2016年1月12日火曜日

モラルハザードと早期是正措置

他方、預金保険制度等を通じて預金の安全性が完全に保証され、そのことを預金者の側も当然のこととみなすようになると、銀行の経営規律を弛緩させることになるという弊害が生じるおそれがある。セーフティネットは事後的に発動されるものであるけれども、それが存在しているということは、個別銀行の経営破綻が起こった後ではじめて意味をもつだけではなく、あらかじめ預金者に安心感を与え、取り付け等の発生を抑止することにつながるという事前的な効果ももっている。

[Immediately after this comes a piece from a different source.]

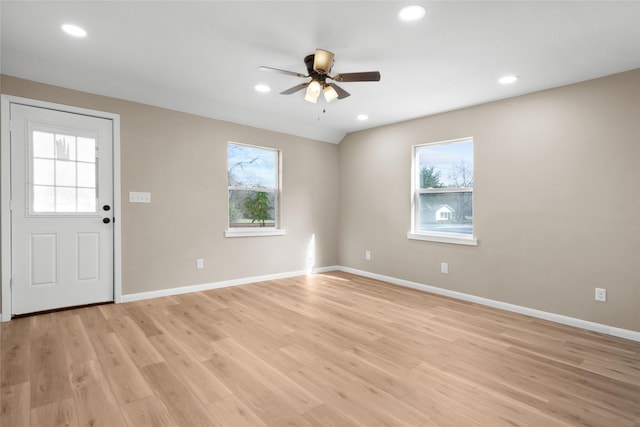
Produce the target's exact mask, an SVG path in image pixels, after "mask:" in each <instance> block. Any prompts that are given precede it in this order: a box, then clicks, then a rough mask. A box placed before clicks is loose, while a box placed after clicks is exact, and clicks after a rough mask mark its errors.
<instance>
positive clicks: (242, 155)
mask: <svg viewBox="0 0 640 427" xmlns="http://www.w3.org/2000/svg"><path fill="white" fill-rule="evenodd" d="M279 160H280V153H279V151H278V150H274V149H271V148H262V147H255V146H250V145H242V144H235V143H229V144H228V146H227V178H228V183H229V228H239V227H270V228H276V227H277V226H278V203H279V200H278V195H279V175H280V173H279Z"/></svg>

預金者がセーフティネットの保護下にある場合とそうでない場合では、預金者の銀行に対する資金供給の姿勢は当然に異なることになる。完全なセーフティネットが提供されているならば、預金者は、預金の払い戻しが受けられないかもしれないというリスク(銀行の債務不履行リスク)から免疫化されることになり、銀行の経営状態に対して無関心になるという傾向が生まれる。

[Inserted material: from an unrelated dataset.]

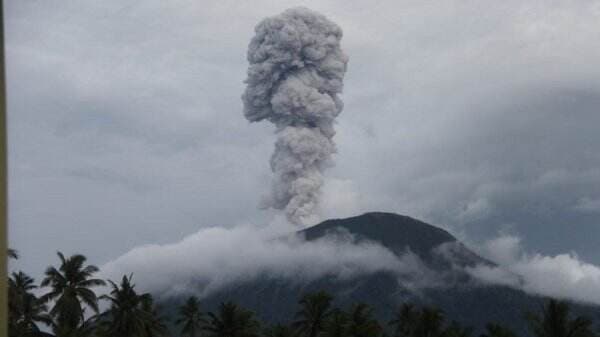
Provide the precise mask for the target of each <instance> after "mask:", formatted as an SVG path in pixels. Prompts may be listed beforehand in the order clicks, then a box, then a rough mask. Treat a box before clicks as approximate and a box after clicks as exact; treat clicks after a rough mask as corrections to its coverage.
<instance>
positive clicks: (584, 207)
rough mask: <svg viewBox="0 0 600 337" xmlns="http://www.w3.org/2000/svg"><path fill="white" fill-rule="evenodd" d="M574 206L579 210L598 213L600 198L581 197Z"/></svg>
mask: <svg viewBox="0 0 600 337" xmlns="http://www.w3.org/2000/svg"><path fill="white" fill-rule="evenodd" d="M574 208H575V209H576V210H577V211H580V212H585V213H598V212H600V199H591V198H587V197H586V198H581V199H579V201H578V202H577V204H576V205H575V207H574Z"/></svg>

同じ事態を銀行の側からみると、セーフティネットのおかげで銀行は、本来は債務不履行リスクを伴う負債である預金に、安全利子率(債務不履行のリスクがないとしたときの利子率)さえ支払えばよくなるということである。セーフティネットが提供されていなければ、預金者は預け先の銀行の債務不履行リスクの程度に応じて上乗せの金利(リスタープレミアム)を要求するか、あまりに危険な先には預けようとしなくなるはずである。

要するに、セーフティネットが存在すると、銀行はそうした預金者による選別を受けなくても済むようになる。この意味で、セーフティネットはあくまでも直接には預金者の保護を意図したものであって、銀行の保護を意図していないものであるとしても、結果としては、その存在のゆえに上乗せ金利を支払わなくてもよくなるというかたちで、銀行に利益が帰着することになる(その代わり、銀行は保険料を払う必要がある)。

しかも、そうした利益は、本来支払わねばならない上乗せ金利幅が大きい状態、すなわち、債務不履行リスクの大きい状態にあるほど、大きいことになる。いわば、危険な銀行ほど得をするかたちになる。そのために、セーフティネットの存在は、銀行のリスク負担を促進し、過大なものとさせる偏り(負の誘因効果)をもつことになる。これが、いわゆるセーフティネットの提供に伴うモラルハザードの発生として知られている問題である。